A few thoughts on the Obama-GOP tax deal
Let’s assume for a moment that the Democrats don’t scuttle the whole thing. And that very well may happen. It’s all very good news from a Keynesian perspective. Unemployment insurance and the payroll tax cut both score especially well in the sort of demand-side economic models run by, say, the Congressional Budget Office. And I will certainly take even temporary tax cuts over more spending to prop up public employee unions and cater to the green lobby.
But this package does little to bring long-term certainty about public policy. The corporate tax rate is still too high, while rest of the tax code is an uncompetitive mish-mash that reflects the interests of lobbyists. I thought Goldman Sachs had an interesting take on the immediate expensing provision:
The proposal includes expensing of business investment in 2011, similar to the policy that the president proposed in September. This should reduce corporate taxes by
about $100 billion next year if enacted, but would increase corporate tax liabilities in future years. Given low interest rates and significant
spare capacity, this proposal is likely to have a limited effect on corporate behavior.
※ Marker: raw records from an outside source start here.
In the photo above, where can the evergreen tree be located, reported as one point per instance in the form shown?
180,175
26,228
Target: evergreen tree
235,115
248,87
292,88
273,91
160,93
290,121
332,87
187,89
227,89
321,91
And let’s not forget what Milton Friedman might have to say about this sort of deal. Bring on the funk, Wikipedia:
The permanent income hypothesis (PIH) is a theory of consumption that was developed by the American economist Milton Friedman. In its simplest form, the hypothesis states that the choices made by consumers regarding their consumption patterns are determined not by current income but by their longer-term income expectations. The key conclusion of this theory is that transitory, short-term changes in income have little effect on consumer spending behavior.